Diffusion of Copper in Nanoporous Dielectric Films

Abstract

Water adsorption is undesirable in microelectronics processing because it increases the dielectric constant of the insulator, may lead to the corrosion of metal lines, and can act as a source for the generation of copper ions that can lead to copper drift in a dielectric. We have shown by chemical modification of the surface that the degree of hydrophobicity is a function of the chemical nature of porous low-k dielectric films. Chemical surface modification of nanoporous silica films markedly reduces the moisture uptake and reveals the importance of chemically bound or adsorbed water species in the dielectric and how it triggers metal diffusion. That is, when the organic groups left by the surface modifier are removed by high-temperature sintering, the hydrophobicity of the dielectric film is markedly reduced, more copper ions are generated, and copper drift in the dielectric is increased significantly. We propose that water-related traps in the dielectric films have two effects on metal diffusion: (a) they ionize the metal to form a nonstoichiometric oxide, which acts as the source of metal ions for diffusion; and (b) water-related traps in the dielectric are generated by the action of the external electric field and once generated they create space-charged regions where the local electric field exceeds the external applied field by a substantial amount; this enhances metal charge injection.

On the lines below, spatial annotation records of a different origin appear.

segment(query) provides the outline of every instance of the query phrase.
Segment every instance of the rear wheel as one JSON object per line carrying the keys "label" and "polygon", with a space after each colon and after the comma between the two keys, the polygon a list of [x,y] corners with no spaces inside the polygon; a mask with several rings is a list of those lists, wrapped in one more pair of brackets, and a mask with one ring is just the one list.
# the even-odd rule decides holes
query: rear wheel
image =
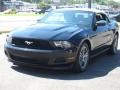
{"label": "rear wheel", "polygon": [[89,62],[89,54],[90,54],[90,50],[88,44],[83,43],[80,47],[76,62],[73,66],[73,72],[79,73],[86,70],[86,67]]}
{"label": "rear wheel", "polygon": [[118,48],[118,35],[115,35],[112,45],[110,46],[110,54],[115,55],[117,53]]}

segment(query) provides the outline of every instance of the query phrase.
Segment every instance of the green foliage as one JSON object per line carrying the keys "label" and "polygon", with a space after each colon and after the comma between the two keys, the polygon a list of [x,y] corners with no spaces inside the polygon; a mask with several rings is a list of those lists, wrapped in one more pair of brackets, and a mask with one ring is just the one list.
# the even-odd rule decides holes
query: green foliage
{"label": "green foliage", "polygon": [[44,2],[40,2],[38,5],[37,5],[38,8],[40,9],[48,9],[50,8],[50,6]]}
{"label": "green foliage", "polygon": [[5,12],[5,14],[16,14],[16,9],[10,9],[8,11]]}

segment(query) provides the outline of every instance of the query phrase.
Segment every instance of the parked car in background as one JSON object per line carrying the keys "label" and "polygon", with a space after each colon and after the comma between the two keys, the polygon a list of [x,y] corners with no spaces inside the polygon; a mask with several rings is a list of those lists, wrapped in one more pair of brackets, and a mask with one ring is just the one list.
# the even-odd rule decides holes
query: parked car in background
{"label": "parked car in background", "polygon": [[120,22],[120,13],[117,14],[117,15],[112,16],[111,18],[116,20],[117,22]]}
{"label": "parked car in background", "polygon": [[81,72],[92,57],[117,53],[118,29],[101,11],[57,9],[35,25],[10,32],[5,54],[15,65]]}

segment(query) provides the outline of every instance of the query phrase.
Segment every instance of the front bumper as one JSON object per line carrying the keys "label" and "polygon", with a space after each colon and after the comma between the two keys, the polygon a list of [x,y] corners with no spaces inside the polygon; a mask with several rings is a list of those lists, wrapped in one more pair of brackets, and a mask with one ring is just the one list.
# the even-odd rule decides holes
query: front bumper
{"label": "front bumper", "polygon": [[69,69],[73,66],[76,55],[71,50],[37,50],[8,44],[5,44],[4,50],[9,61],[14,64],[47,69]]}

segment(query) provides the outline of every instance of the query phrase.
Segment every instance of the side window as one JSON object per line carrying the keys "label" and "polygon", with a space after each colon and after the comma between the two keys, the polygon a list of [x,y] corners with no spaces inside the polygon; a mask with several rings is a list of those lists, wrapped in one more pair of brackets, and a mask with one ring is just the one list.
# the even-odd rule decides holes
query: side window
{"label": "side window", "polygon": [[100,20],[105,20],[107,24],[110,23],[108,17],[103,13],[96,14],[96,21],[100,21]]}
{"label": "side window", "polygon": [[103,20],[102,15],[101,14],[96,14],[96,22],[100,21],[100,20]]}

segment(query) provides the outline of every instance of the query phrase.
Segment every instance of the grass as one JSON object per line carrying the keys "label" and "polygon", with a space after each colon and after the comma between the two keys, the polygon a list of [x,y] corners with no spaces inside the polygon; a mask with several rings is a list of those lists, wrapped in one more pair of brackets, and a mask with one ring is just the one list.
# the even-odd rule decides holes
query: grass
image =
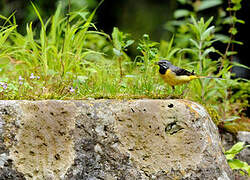
{"label": "grass", "polygon": [[[158,43],[145,34],[133,60],[126,53],[135,43],[130,35],[118,28],[111,36],[98,31],[92,23],[96,9],[64,16],[59,5],[55,14],[43,22],[33,8],[40,26],[27,24],[24,35],[18,32],[14,14],[9,18],[0,16],[0,99],[185,98],[218,113],[218,125],[240,124],[239,119],[244,117],[249,106],[249,81],[232,79],[233,64],[223,58],[219,59],[223,68],[213,74],[220,64],[212,61],[209,53],[222,53],[212,46],[216,40],[214,26],[210,26],[212,18],[206,22],[192,19],[193,39],[184,49],[178,48],[181,42],[174,42],[174,37]],[[173,92],[158,75],[155,62],[161,58],[200,75],[226,80],[194,80]],[[248,124],[249,119],[244,122]],[[249,124],[243,129],[250,131]]]}

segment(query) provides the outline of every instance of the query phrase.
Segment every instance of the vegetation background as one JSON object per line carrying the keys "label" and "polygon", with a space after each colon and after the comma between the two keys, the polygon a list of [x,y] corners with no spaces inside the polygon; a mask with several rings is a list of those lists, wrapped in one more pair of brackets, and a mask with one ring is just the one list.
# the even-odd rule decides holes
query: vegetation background
{"label": "vegetation background", "polygon": [[[249,10],[247,0],[0,0],[0,99],[185,98],[222,130],[250,131]],[[172,91],[160,59],[223,79]]]}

The relationship between moisture uptake and porosity in nanoporous dielectrics is presented and correlated to metal charge injection. A quantitative analysis by capacitance-voltage measurements is presented of Cu drift in dense and nanoporous low-k dielectric films that reveals the role of Cu ions in the degradation and breakdown of a dielectric. The mechanism for metal diffusion and charge injection, and its dependence on porosity, pore size, surface area, and surface chemistry of the dielectric, are discussed. A physically based mathematical model of diffusion through dense and nanoporous solids has been developed considering bulk and surface diffusion and different concentrations of water-related traps. This model is used to interpret some of the experimental results obtained and confirms that diffusion barriers markedly reduce the injection of copper into dielectrics.